Most crash injuries need a medical assessment, but some require much more attention, often for a lifetime. Brain and spinal cord injuries are two examples, but they are not the only ones that can require lifelong intervention.
In the days following your vehicle accident, you or someone close to you will probably begin an auto accident claim – especially if someone else was at least partially at fault. If you suffer spine or brain injuries or those discussed below, ensure that your claim accounts for your short-term as well as long-term medical needs.
Most people tend to overlook the risk of burn injuries in a motor vehicle accident, but burns can occur if a fuel line ruptures during a crash. Severe burns are immediately life-threatening, but patients have better odds of at least partial recovery these days than they did in the past.

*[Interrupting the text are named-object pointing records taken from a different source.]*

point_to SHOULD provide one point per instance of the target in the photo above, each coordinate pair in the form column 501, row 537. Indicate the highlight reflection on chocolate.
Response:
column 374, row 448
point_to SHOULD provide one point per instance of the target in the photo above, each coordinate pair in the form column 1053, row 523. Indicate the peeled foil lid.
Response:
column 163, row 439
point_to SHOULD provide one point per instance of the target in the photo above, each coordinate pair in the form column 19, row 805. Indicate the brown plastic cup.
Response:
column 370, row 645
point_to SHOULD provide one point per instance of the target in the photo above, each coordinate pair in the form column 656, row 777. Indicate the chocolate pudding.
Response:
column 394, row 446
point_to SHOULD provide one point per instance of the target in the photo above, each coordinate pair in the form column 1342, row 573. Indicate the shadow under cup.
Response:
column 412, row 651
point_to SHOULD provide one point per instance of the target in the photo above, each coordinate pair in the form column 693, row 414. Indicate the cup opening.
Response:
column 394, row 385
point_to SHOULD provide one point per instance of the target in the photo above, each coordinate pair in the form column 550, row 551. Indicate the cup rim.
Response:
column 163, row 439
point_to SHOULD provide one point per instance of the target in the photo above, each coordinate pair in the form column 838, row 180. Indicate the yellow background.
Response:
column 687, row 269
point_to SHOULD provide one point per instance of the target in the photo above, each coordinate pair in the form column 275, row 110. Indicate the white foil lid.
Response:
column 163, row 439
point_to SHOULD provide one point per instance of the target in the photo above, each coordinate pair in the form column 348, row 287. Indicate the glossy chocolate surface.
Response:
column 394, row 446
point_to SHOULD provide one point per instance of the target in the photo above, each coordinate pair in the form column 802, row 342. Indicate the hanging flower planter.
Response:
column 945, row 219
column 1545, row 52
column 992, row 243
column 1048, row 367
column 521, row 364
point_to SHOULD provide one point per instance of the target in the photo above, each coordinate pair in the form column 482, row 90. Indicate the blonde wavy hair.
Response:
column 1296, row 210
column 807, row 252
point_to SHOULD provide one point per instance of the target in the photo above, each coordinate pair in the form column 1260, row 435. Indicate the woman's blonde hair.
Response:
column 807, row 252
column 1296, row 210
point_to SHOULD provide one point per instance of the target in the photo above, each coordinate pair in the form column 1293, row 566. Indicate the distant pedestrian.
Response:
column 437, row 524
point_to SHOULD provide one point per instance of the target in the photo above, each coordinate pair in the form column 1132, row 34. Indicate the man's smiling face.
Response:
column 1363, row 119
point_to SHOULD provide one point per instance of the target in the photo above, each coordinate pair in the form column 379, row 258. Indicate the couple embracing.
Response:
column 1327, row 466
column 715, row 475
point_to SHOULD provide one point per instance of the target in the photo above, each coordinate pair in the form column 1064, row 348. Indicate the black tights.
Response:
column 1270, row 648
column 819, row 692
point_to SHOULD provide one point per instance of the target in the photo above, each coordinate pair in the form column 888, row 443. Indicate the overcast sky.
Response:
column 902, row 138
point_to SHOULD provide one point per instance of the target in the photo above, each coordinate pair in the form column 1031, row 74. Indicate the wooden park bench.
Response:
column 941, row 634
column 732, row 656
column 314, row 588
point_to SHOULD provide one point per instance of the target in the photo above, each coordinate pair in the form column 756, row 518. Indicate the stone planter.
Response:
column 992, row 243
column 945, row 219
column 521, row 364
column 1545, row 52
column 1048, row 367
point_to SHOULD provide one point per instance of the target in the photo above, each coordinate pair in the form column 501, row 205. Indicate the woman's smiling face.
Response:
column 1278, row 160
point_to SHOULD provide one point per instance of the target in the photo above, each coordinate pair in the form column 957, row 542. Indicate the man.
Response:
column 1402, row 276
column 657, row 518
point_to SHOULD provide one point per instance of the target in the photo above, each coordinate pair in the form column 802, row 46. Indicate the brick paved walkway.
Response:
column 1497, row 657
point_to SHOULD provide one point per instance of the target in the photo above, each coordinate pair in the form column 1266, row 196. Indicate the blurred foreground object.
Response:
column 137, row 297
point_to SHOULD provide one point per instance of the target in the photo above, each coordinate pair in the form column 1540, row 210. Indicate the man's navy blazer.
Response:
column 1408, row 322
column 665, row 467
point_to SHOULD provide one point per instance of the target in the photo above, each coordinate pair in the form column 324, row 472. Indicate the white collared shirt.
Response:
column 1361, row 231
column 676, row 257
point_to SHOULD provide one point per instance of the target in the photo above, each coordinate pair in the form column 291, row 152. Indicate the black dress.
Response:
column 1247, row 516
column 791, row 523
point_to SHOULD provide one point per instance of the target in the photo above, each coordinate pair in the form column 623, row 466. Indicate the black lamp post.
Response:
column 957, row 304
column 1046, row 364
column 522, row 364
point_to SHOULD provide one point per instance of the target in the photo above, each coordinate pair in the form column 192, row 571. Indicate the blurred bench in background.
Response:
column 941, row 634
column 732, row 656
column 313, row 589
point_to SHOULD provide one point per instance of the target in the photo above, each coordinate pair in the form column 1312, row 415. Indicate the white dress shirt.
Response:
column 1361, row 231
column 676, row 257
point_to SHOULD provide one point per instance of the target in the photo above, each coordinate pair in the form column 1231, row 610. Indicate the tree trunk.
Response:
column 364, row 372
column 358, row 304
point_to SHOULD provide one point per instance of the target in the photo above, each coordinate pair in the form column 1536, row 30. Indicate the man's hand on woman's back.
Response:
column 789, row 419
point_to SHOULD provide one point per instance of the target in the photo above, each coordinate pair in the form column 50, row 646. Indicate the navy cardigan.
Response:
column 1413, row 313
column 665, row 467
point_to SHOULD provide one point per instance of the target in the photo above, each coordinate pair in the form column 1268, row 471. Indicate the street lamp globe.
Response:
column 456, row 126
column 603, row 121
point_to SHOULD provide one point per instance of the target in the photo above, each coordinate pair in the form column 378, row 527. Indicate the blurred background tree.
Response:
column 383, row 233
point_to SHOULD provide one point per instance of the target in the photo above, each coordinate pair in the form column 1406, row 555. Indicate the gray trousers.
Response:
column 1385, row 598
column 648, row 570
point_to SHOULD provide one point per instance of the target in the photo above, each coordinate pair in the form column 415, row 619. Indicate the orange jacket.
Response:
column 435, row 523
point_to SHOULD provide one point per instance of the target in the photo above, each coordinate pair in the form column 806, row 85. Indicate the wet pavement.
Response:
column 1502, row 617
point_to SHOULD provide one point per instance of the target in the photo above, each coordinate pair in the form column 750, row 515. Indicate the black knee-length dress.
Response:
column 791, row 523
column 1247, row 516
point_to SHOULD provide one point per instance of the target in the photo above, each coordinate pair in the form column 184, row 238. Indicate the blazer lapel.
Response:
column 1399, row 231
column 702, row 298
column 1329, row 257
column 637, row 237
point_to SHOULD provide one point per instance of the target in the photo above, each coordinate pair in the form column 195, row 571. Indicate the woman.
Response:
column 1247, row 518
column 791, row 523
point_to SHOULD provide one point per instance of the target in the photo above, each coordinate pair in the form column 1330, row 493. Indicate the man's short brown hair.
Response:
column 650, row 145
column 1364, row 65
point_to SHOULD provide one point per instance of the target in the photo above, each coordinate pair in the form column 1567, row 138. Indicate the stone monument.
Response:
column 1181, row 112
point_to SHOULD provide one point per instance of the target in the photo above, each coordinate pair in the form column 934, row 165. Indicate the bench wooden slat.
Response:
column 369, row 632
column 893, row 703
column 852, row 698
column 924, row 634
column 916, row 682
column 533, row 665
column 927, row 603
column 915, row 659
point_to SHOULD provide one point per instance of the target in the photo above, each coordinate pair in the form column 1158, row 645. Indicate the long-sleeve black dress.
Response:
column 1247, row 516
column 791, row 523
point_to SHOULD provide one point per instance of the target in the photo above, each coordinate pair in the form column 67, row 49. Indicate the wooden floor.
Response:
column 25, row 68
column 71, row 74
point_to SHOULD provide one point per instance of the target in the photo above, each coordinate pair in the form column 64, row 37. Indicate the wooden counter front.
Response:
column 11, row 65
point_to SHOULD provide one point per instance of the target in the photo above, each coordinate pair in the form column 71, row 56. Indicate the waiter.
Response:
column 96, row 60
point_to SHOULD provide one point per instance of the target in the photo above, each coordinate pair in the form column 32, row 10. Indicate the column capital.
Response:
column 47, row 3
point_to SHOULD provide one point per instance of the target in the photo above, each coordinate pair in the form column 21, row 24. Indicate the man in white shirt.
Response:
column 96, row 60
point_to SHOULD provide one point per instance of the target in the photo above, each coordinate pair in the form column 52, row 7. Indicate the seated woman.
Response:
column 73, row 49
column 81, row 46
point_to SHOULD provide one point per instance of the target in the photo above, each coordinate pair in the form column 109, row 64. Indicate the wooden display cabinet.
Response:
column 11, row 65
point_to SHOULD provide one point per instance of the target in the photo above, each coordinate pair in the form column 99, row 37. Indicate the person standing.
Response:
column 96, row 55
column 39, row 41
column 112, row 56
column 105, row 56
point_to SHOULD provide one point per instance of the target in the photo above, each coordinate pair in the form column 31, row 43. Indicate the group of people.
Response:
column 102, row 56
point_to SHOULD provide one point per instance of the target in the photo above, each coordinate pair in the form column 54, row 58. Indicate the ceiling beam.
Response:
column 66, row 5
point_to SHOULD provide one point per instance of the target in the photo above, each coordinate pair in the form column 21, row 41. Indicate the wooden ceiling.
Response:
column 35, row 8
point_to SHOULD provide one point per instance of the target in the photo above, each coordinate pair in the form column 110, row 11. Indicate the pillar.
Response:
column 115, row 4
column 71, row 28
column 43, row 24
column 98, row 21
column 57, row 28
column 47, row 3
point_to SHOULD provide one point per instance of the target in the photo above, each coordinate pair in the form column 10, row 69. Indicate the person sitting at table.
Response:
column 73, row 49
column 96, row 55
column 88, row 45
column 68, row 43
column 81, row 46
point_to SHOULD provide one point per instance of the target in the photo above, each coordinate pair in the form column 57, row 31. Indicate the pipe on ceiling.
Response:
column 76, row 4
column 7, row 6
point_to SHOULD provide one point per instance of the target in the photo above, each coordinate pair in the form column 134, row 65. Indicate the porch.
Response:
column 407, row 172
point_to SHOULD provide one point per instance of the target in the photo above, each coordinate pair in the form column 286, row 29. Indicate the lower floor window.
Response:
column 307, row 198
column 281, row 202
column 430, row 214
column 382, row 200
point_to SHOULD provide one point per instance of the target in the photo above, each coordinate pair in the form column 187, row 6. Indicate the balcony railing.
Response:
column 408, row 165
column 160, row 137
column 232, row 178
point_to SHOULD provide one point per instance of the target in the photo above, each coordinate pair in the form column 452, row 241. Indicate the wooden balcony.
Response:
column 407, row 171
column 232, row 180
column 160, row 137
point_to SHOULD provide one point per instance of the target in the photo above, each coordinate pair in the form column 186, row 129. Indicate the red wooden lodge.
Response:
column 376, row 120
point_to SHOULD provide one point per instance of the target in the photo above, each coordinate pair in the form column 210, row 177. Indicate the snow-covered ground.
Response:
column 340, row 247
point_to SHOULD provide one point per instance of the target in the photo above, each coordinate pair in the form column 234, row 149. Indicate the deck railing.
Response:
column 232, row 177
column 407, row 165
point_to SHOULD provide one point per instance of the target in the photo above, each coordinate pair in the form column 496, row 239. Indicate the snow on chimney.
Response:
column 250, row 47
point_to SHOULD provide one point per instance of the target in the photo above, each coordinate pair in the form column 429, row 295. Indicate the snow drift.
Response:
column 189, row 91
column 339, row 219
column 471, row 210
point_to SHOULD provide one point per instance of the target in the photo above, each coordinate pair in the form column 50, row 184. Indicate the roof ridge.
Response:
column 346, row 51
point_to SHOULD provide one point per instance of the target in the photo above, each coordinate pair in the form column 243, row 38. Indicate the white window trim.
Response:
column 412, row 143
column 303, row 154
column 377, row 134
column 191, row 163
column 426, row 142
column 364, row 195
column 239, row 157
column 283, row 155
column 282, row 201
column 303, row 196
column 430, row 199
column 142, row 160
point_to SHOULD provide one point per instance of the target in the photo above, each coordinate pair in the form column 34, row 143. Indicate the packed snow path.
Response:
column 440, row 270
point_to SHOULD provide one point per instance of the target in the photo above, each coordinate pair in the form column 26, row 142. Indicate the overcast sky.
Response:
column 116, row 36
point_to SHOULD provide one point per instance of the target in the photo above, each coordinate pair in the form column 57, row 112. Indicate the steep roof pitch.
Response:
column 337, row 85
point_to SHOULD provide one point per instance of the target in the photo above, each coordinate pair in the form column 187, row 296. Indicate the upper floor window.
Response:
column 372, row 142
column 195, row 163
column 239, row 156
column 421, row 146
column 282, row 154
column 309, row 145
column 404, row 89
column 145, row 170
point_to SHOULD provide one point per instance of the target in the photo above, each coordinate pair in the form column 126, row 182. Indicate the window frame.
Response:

Unfortunately, burns can lead to dangerous secondary complications like cardiovascular disease and an increased risk of developing cancer. Severely burned victims may require medical treatment, mental health care and rehabilitative therapies for a long time.
Traumatic amputation injuries
Another crash injury that does not get enough attention is complete or partial traumatic amputation. The loss of a limb can be psychologically crippling for some accident victims, and it poses a risk of post-accident complications.
Many people continue to experience persistent, severe pain, and some develop heart problems, musculoskeletal disorders or other complications after the initial injury. Like burn patients, amputation victims often need medical care, rehabilitation and mental health treatment on a long-term basis.
Texas has some of the nation’s most complex auto accident and injury compensation laws. Having experienced legal guidance can help you make a successful bid for future medical expenses if you suffered life-altering injuries in a crash.